Among adaptive immune responses, cytotoxic T cells, which are able to mediate direct lysis of transformed cells, are commonly regarded as the most promising cell type for cancer immunotherapy. However, effective tumor-specific CD8 T cell responses are difficult to induce in tumor-bearing hosts. Paracrine mediators, like adenosine, prostaglandin E2, VEGF-A, and TGF-ß mediate direct and indirect immunosuppressive activities and act on different levels of the immune system. It has been shown that immunosuppressive activities lead to blunted spontaneous adaptive responses by T cell exhaustion (Fourcade et al. 2010; Sakuishi et al. 2010; Baitsch et al. 2011) or take effect on dendritic cells, inducing defective maturation by inhibiting costimulatory signals, which in turn fails to prime a tumor-directed CD8 T cell response (Sharma et al. 2010). Therefore, a careful design of a vaccine to elicit an effective tumor-directed CD8 T cell response must encompass a strategy to block the tumors counteractions as well.
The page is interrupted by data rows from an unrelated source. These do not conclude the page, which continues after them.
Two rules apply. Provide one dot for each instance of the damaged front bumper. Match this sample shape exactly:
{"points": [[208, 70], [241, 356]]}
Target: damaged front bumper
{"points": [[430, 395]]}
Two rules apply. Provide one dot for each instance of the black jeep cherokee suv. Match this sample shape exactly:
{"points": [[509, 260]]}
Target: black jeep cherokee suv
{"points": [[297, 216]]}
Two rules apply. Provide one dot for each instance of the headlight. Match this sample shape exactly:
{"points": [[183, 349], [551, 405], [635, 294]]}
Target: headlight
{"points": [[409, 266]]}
In a melanoma mouse model inhibition of IDO (indoleamine 2,3-dioxygenase)-mediated immune suppression by use of 1-methyl-tryptophan allowed for induction of potent cytotoxic responses with a CD8 T cell-vaccine by protecting DCs in TDLN from malfunction (Sharma et al. 2010). Another approach to circumvent tumor-mediated immunosuppression is an infection mediated by a lytic virus in a tumor nodule. The infection disrupts tumor architecture and leads to an inflammation, which is accompanied by leukocytic infiltration and abundant tumor-cell death. When a tumor-directed DC-vaccine is applied at this time point of virus-mediated inflammation, it triggers a strong cytotoxic CD8 T cell response, whereas other timepoints of vaccination in combination with virotherapy does not exhibit a significant therapeutic effect. Interestingly, compared to a true virus infection, inflammations mediated by toll-like receptor ligands failed to support effective induction of CD8 T cell response by DC-vaccination, most likely due to lacking cross-presentation of tumor-associated antigens by dendritic cells within the infected tumor (Woller et al. 2011).